The Sr Data Scientist will design and implement machine learning and NLP solutions for a claims and incident mitigation analytics project. This role will help risk management teams identify high-risk incidents earlier, classify claims by likely severity and financial impact, and provide explainable insights that support faster intervention. The position responsibilities outlined below are not all encompassing.
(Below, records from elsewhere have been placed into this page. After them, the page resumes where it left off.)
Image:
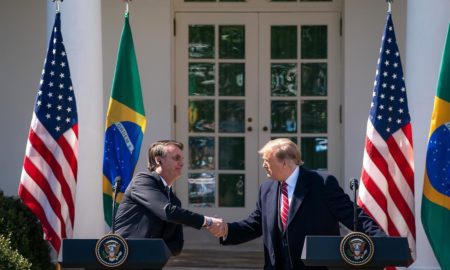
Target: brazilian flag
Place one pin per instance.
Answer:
(436, 187)
(125, 122)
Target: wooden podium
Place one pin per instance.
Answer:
(325, 251)
(142, 254)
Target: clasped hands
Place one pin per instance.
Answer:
(218, 227)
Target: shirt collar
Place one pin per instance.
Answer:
(291, 181)
(164, 182)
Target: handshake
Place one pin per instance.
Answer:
(216, 226)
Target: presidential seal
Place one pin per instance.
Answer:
(111, 250)
(357, 249)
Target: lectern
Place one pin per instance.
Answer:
(325, 251)
(142, 254)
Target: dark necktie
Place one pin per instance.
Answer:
(168, 193)
(284, 205)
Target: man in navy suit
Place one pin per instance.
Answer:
(312, 204)
(149, 208)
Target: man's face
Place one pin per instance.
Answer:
(273, 166)
(172, 163)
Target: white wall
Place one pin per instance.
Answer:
(23, 48)
(427, 27)
(81, 25)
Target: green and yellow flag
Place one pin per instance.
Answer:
(436, 187)
(125, 122)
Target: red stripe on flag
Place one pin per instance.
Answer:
(373, 189)
(47, 155)
(401, 162)
(39, 212)
(43, 183)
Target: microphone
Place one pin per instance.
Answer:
(354, 186)
(116, 188)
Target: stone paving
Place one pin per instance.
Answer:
(191, 259)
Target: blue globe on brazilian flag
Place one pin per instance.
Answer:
(436, 187)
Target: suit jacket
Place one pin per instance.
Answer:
(147, 212)
(317, 206)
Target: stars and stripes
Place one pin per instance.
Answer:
(387, 179)
(48, 180)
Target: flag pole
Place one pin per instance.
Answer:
(58, 2)
(389, 5)
(126, 5)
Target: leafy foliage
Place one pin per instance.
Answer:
(25, 232)
(11, 259)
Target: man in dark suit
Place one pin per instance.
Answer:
(149, 209)
(311, 204)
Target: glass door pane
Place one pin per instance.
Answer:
(216, 107)
(299, 88)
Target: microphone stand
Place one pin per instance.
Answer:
(117, 181)
(354, 186)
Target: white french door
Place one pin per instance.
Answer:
(242, 79)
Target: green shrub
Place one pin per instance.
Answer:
(25, 232)
(11, 259)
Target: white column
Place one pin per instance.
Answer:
(82, 34)
(427, 24)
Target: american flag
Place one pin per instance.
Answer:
(387, 178)
(48, 181)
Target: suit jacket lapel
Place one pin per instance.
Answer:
(300, 191)
(271, 202)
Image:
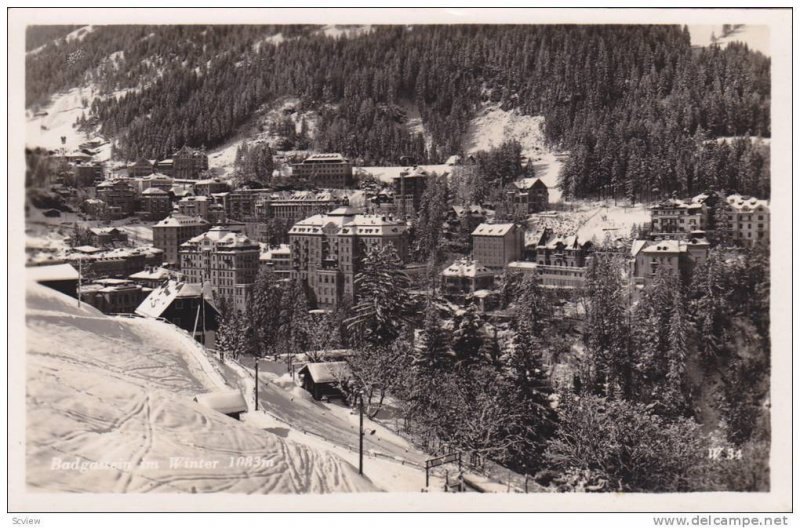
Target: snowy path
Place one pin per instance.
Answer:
(109, 409)
(390, 462)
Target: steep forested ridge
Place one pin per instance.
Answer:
(635, 106)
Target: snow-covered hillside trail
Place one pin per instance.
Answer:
(109, 409)
(391, 462)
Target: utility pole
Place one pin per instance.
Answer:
(256, 383)
(361, 433)
(80, 278)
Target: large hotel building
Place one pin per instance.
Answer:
(327, 250)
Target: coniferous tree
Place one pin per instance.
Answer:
(383, 304)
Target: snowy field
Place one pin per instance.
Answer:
(110, 410)
(756, 37)
(62, 112)
(592, 221)
(493, 126)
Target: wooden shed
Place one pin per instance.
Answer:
(325, 379)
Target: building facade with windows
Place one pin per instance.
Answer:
(188, 164)
(745, 219)
(171, 232)
(327, 250)
(678, 257)
(225, 259)
(531, 196)
(678, 218)
(495, 245)
(296, 206)
(561, 261)
(155, 204)
(325, 171)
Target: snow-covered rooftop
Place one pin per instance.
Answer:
(223, 401)
(492, 229)
(55, 272)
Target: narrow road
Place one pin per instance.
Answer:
(333, 422)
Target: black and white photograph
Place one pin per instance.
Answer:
(525, 255)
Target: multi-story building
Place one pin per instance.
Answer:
(107, 236)
(240, 204)
(188, 163)
(465, 276)
(678, 257)
(84, 175)
(531, 196)
(194, 206)
(561, 261)
(210, 186)
(151, 277)
(171, 232)
(675, 218)
(155, 204)
(185, 305)
(119, 197)
(296, 206)
(117, 263)
(164, 166)
(745, 219)
(408, 191)
(327, 250)
(157, 181)
(226, 260)
(277, 259)
(112, 296)
(495, 245)
(142, 167)
(325, 171)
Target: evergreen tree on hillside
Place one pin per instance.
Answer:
(432, 350)
(610, 357)
(383, 304)
(468, 338)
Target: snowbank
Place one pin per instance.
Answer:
(109, 409)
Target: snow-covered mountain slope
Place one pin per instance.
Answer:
(109, 409)
(756, 37)
(47, 125)
(493, 126)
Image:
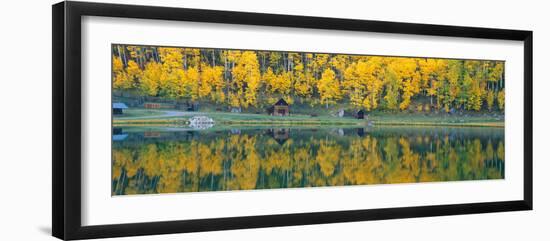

Other duties, responsibilities, and qualifications may be required and/or assigned as necessary.

 

POSITION RESPONSIBILITIES:
• Translate risk management business requirements into well-defined data science solutions, including incident prioritization and claim severity classification.
• Profile, clean, and prepare claims and incident data for analytics, modeling, and scoring.
• Develop feature engineering logic using structured and unstructured claims and incident data.
• Apply NLP and text-processing techniques to claim and incident narratives to extract useful risk signals.
• Develop record-linkage approaches to connect incidents and claims when a clean unique identifier is not available.
• Build and validate models that rank incidents by likelihood of becoming claims or requiring Risk Management intervention.
• Build and validate claim severity models that classify claims by likely financial impact and high-dollar claim risk.
• Generate explainability outputs, including key risk drivers and business-readable reasons for flagged incidents or claims.
• Collaborate with Risk Management, Legal, Data Engineering, BI, Data Governance, and MLOps partners to deliver usable business outputs.
• Monitor model performance, drift, scoring quality, and retraining needs.
• Document modeling assumptions, feature logic, validation results, limitations, and handoff requirements.
• Ensure data science work follows data governance expectations, including appropriate handling of PII and sensitive fields.
• Present findings, model results, and recommendations to business and technical stakeholders in a clear, actionable manner.

 

EXPERIENCE AND QUALIFICATIONS:

 

Required Skills -
• Strong experience building supervised machine learning models, especially classification, ranking, and severity / risk scoring models.
• Strong experience with data profiling, data cleaning, feature engineering, model validation, and model evaluation.
• Experience working with messy, sparse, real-world enterprise datasets.
• Strong Python and SQL skills.
• Experience with NLP or text analytics, including narrative cleaning, text classification, embeddings, keyword extraction, or summarization.
• Experience with probabilistic record linkage, entity resolution, fuzzy matching, or deduplication.
• Experience explaining model outputs using feature importance, SHAP, reason codes, or other explainability methods.
• Experience working with Snowflake or similar enterprise data warehouse platforms.
• Experience supporting batch scoring, model monitoring, and production handoff.
• Strong understanding of data governance, sensitive data handling, and PII masking or exclusion.
• Excellent communication and teamwork skills.

PREFERRED SKILLS:
• Experience with insurance claims, risk management analytics, litigation analytics, fraud detection, or safety analytics.
• Experience with claim severity modeling or high-dollar claim prediction.
• Experience with AWS, SageMaker, or similar cloud-based data science environments.
• Experience supporting BI outputs in Tableau, Power BI, Looker, or similar tools.
• Familiarity with MLOps best practices, model versioning, monitoring, and retraining workflows.
• Exposure to hospitality, property operations, guest experience, or enterprise safety data.
• Proven ability to translate complex analytics into practical business workflows and measurable impact.

EDUCATION:
Master's degree in computer science, statistics, data science, industrial engineering, operations research, mathematics, or related field preferred. Bachelor's degree with strong relevant experience acceptable.